# Import Required Libraries
import numpy as np

In [1]:
# Import Required Libraries
import numpy as np

# Question 1: Optimized Edit Distance with Gap Penalty

In [2]:
def edit_distance_gap(seq1, seq2, gap_penalty_consecutive, gap_penalty_isolated):
    n = len(seq1)
    m = len(seq2)

    dp = [[[float('inf'), False] for _ in range(m + 1)] for _ in range(n + 1)]

    dp[0][0] = (0, False)

    for j in range(1, m + 1):
        if j == 1:
            dp[0][j] = (gap_penalty_isolated, True)
        else:
            dp[0][j] = (dp[0][j - 1][0] + gap_penalty_consecutive, True)

    for i in range(1, n + 1):
        if i == 1:
            dp[i][0] = (gap_penalty_isolated, True)
        else:
            dp[i][0] = (dp[i - 1][0][0] + gap_penalty_consecutive, True)

    for i in range(1, n + 1):
        for j in range(1, m + 1):
            if seq1[i - 1] == seq2[j - 1]:
                cost_match = dp[i - 1][j - 1][0]
            else:
                cost_match = dp[i - 1][j - 1][0] + 1

            if dp[i][j - 1][1]:
                cost_insert = dp[i][j - 1][0] + gap_penalty_consecutive
            else:
                cost_insert = dp[i][j - 1][0] + gap_penalty_isolated

            if dp[i - 1][j][1]:
                cost_delete = dp[i - 1][j][0] + gap_penalty_consecutive
            else:
                cost_delete = dp[i - 1][j][0] + gap_penalty_isolated

            min_cost = min(cost_match, cost_insert, cost_delete)
            if min_cost == cost_match:
                dp[i][j] = (cost_match, False)
            elif min_cost == cost_insert:
                dp[i][j] = (cost_insert, True)
            else:
                dp[i][j] = (cost_delete, True)

    return dp[n][m][0]

# Question 2: Hybrid Alignment using Needleman-Wunsch and Smith-Waterman

In [3]:
def hybrid_alignment(seq1, seq2, gap_penalty_consecutive, gap_penalty_isolated, match_gain, mismatch_loss):
    matrix = [[[0, False] for _ in range(len(seq2) + 1)] for _ in range(len(seq1) + 1)]

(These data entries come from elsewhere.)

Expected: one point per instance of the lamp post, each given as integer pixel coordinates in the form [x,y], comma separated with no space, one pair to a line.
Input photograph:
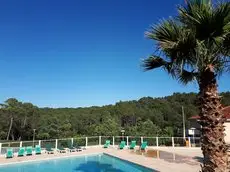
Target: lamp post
[34,136]
[122,133]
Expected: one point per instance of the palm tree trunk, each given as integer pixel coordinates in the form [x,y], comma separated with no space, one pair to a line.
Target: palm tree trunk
[8,134]
[212,121]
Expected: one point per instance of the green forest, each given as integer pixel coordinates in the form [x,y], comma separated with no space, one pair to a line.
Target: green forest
[147,117]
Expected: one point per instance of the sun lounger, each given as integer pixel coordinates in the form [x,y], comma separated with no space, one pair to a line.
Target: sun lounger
[9,153]
[21,151]
[60,149]
[29,150]
[37,150]
[107,144]
[132,145]
[143,145]
[122,145]
[49,149]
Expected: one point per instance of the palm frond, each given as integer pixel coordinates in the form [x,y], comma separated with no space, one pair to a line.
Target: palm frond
[153,62]
[184,76]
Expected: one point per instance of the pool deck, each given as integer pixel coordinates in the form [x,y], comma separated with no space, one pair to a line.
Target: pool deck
[160,159]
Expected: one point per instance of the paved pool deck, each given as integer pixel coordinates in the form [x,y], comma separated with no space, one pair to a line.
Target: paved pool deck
[160,159]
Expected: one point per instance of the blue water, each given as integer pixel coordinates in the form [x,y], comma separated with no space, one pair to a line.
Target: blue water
[95,163]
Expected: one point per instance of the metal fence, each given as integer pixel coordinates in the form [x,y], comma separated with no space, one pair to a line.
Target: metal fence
[100,141]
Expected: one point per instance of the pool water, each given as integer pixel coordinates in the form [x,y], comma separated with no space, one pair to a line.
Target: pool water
[93,163]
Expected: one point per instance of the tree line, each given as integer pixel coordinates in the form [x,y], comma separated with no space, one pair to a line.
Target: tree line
[144,117]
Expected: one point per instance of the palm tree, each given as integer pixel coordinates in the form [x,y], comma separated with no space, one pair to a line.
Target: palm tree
[195,46]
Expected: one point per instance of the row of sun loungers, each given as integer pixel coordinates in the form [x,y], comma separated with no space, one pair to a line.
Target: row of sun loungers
[122,145]
[37,150]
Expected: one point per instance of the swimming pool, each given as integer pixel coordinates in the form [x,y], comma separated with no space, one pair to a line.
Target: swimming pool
[92,163]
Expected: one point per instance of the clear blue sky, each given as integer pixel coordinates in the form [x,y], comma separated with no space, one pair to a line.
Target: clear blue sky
[71,53]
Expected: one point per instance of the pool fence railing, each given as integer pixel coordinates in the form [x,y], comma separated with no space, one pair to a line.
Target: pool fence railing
[94,141]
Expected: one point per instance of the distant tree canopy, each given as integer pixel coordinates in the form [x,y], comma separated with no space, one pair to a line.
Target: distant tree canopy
[147,117]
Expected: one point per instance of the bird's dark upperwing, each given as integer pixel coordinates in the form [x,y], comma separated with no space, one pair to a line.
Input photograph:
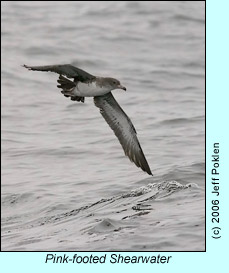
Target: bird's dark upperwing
[123,128]
[65,69]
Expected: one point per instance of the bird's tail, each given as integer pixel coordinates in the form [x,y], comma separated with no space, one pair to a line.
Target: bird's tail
[68,87]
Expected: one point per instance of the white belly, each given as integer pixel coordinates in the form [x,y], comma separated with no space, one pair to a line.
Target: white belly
[89,90]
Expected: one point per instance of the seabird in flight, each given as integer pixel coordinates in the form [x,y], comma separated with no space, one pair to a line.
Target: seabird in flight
[87,85]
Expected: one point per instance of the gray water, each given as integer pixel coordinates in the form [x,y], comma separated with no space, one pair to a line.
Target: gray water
[66,184]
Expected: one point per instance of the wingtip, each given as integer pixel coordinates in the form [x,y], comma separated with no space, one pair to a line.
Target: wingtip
[26,66]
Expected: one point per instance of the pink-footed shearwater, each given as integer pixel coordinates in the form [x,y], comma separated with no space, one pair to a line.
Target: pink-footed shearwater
[87,85]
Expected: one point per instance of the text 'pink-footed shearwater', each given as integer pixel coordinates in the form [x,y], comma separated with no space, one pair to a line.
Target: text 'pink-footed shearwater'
[87,85]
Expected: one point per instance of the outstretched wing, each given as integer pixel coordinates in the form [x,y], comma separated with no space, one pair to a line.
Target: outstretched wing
[65,69]
[123,128]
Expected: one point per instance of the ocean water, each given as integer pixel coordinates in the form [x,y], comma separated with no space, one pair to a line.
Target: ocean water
[66,184]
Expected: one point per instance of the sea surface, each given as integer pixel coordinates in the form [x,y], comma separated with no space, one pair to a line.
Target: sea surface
[66,183]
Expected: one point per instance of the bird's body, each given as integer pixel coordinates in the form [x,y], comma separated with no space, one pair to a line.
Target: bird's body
[91,89]
[87,85]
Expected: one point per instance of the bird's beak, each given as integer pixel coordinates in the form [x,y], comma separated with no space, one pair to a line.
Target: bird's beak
[121,87]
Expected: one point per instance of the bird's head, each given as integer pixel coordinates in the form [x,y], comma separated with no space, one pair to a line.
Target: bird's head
[115,84]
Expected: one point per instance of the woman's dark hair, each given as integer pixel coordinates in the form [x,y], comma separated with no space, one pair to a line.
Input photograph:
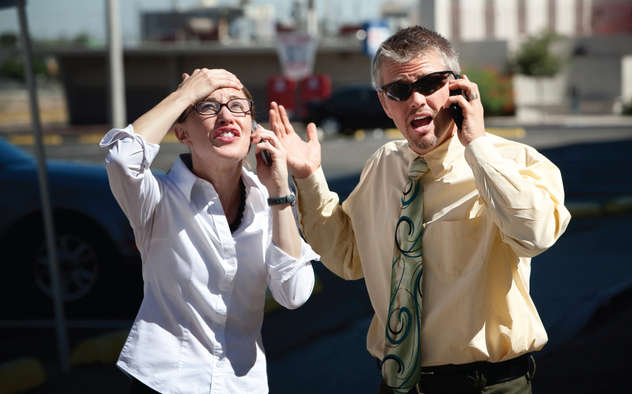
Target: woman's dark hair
[247,93]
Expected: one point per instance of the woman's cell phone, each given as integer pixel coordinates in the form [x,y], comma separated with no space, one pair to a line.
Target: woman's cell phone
[455,109]
[267,159]
[265,155]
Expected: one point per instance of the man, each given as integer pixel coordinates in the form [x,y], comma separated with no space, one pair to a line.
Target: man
[449,279]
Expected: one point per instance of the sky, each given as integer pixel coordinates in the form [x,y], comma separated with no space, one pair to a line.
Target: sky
[50,19]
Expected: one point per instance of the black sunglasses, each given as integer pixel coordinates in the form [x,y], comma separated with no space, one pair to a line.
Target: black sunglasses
[426,85]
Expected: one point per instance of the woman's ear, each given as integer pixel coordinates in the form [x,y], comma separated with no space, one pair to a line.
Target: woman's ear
[181,133]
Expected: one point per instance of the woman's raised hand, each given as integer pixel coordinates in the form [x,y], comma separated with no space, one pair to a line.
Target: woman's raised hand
[303,157]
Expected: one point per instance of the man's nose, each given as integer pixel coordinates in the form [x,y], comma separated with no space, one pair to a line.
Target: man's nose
[417,99]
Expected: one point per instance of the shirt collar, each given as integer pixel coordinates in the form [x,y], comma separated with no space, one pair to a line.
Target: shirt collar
[441,158]
[184,178]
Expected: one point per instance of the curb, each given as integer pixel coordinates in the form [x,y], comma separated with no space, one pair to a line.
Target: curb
[21,375]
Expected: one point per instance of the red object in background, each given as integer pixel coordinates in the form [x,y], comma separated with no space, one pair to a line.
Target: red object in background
[282,90]
[314,87]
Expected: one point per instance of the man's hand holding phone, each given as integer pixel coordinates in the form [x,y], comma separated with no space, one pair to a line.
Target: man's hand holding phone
[466,109]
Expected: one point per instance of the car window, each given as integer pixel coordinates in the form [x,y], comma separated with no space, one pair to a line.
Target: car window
[10,153]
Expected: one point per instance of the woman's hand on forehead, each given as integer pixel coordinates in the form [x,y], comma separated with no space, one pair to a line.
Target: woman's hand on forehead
[201,84]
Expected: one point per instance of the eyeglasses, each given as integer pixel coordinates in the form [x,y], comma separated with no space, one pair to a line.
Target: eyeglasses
[235,105]
[426,85]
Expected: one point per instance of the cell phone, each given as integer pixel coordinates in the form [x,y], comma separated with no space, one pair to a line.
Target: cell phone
[265,155]
[455,109]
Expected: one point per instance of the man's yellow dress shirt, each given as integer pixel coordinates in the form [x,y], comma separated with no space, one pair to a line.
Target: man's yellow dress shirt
[488,208]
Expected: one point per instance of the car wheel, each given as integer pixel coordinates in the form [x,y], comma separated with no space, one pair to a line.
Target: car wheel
[78,266]
[94,282]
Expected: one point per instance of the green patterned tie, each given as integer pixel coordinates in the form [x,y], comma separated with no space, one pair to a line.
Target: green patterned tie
[402,354]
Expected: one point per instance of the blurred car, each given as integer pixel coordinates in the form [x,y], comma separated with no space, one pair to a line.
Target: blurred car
[348,109]
[99,265]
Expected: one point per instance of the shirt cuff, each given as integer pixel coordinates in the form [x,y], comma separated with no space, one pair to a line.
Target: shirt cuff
[311,188]
[128,136]
[282,266]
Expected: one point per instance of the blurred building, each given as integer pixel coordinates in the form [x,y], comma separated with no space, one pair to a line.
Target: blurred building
[210,21]
[241,37]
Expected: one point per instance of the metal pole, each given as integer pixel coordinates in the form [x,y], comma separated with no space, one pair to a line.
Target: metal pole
[117,76]
[60,321]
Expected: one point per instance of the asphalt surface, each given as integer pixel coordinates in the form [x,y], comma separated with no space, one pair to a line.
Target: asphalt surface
[580,286]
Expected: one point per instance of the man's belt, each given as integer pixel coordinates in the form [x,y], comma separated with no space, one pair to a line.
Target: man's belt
[476,374]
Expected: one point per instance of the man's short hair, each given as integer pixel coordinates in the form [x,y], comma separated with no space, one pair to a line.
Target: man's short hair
[409,43]
[186,112]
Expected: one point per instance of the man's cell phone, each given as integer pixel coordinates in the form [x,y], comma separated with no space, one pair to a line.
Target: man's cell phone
[265,155]
[455,109]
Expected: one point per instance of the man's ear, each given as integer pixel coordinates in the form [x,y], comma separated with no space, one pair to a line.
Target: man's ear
[383,101]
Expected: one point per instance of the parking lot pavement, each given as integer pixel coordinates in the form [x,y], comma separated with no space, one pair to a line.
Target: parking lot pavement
[333,352]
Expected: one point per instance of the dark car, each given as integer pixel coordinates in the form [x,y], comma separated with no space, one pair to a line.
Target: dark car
[348,109]
[98,263]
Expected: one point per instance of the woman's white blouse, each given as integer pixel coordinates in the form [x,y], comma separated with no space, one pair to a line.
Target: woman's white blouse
[198,329]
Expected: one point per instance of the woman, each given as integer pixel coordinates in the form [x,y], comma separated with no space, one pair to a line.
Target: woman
[212,237]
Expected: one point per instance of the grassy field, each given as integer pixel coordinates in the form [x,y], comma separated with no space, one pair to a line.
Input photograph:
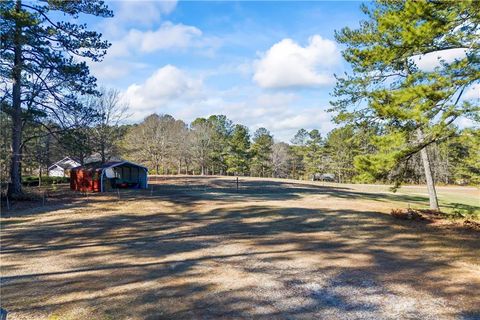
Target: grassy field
[196,248]
[455,201]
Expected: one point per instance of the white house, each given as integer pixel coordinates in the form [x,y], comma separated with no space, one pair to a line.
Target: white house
[62,168]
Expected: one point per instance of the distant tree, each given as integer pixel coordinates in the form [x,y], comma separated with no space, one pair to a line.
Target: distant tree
[38,67]
[237,158]
[280,160]
[141,142]
[261,152]
[221,129]
[465,157]
[341,147]
[297,153]
[107,131]
[201,139]
[314,158]
[413,107]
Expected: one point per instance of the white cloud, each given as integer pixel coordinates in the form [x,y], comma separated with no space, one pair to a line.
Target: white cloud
[472,93]
[166,86]
[428,62]
[143,12]
[287,64]
[167,36]
[176,92]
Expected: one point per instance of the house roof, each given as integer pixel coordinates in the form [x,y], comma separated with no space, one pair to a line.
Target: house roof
[110,164]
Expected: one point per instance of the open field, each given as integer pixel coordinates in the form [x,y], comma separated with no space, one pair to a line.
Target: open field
[276,249]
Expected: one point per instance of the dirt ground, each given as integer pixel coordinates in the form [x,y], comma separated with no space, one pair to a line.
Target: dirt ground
[196,248]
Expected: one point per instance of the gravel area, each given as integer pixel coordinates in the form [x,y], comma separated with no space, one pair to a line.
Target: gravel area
[196,248]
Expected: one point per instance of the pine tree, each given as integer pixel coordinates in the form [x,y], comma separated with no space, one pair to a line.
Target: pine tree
[261,152]
[40,64]
[238,156]
[414,107]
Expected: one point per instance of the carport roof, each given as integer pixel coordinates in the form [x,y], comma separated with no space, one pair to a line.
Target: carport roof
[110,164]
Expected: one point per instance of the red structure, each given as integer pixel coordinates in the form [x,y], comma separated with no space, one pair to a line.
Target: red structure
[97,177]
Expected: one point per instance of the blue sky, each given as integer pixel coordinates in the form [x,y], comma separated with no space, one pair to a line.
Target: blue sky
[265,64]
[262,64]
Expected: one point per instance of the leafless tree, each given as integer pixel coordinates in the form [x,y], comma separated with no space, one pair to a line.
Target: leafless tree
[280,160]
[106,132]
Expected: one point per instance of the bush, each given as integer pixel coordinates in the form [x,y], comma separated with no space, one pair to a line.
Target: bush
[33,180]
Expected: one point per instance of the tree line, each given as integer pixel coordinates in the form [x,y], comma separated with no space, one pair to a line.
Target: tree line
[396,120]
[215,145]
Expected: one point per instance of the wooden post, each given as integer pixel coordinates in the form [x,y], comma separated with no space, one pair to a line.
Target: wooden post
[3,314]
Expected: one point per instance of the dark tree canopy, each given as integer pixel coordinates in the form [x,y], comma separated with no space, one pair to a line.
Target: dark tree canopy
[43,65]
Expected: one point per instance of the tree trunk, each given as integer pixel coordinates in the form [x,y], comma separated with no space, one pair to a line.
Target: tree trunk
[15,184]
[432,193]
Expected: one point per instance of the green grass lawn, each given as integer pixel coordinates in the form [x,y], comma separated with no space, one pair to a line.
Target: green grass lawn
[456,202]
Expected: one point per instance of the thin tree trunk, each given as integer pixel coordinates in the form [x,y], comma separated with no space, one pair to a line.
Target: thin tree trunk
[432,193]
[15,185]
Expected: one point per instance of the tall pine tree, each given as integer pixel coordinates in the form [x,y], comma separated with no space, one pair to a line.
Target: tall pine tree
[43,67]
[413,106]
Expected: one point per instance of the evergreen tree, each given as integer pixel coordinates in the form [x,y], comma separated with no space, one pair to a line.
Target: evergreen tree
[222,128]
[39,67]
[414,107]
[261,153]
[314,160]
[237,159]
[297,153]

    traceback = [[None for _ in range(len(seq2) + 1)] for _ in range(len(seq1) + 1)]

    matrix[0][0] = [0, False]
    for i in range(1, len(seq1) + 1):
        matrix[i][0] = [gap_penalty_consecutive + matrix[i - 1][0][0], True]
        traceback[i][0] = (i - 1, 0)
    for j in range(1, len(seq2) + 1):
        matrix[0][j] = [gap_penalty_consecutive + matrix[0][j - 1][0], True]
        traceback[0][j] = (0, j - 1)

    for i in range(1, len(seq1) + 1):
        for j in range(1, len(seq2) + 1):
            if seq1[i - 1] == seq2[j - 1]:
                match = match_gain + matrix[i - 1][j - 1][0]
                gap1 = gap_penalty_consecutive + matrix[i][j - 1][0] if matrix[i][j - 1][1] else gap_penalty_isolated + matrix[i][j - 1][0]
                gap2 = gap_penalty_consecutive + matrix[i - 1][j][0] if matrix[i - 1][j][1] else gap_penalty_isolated + matrix[i - 1][j][0]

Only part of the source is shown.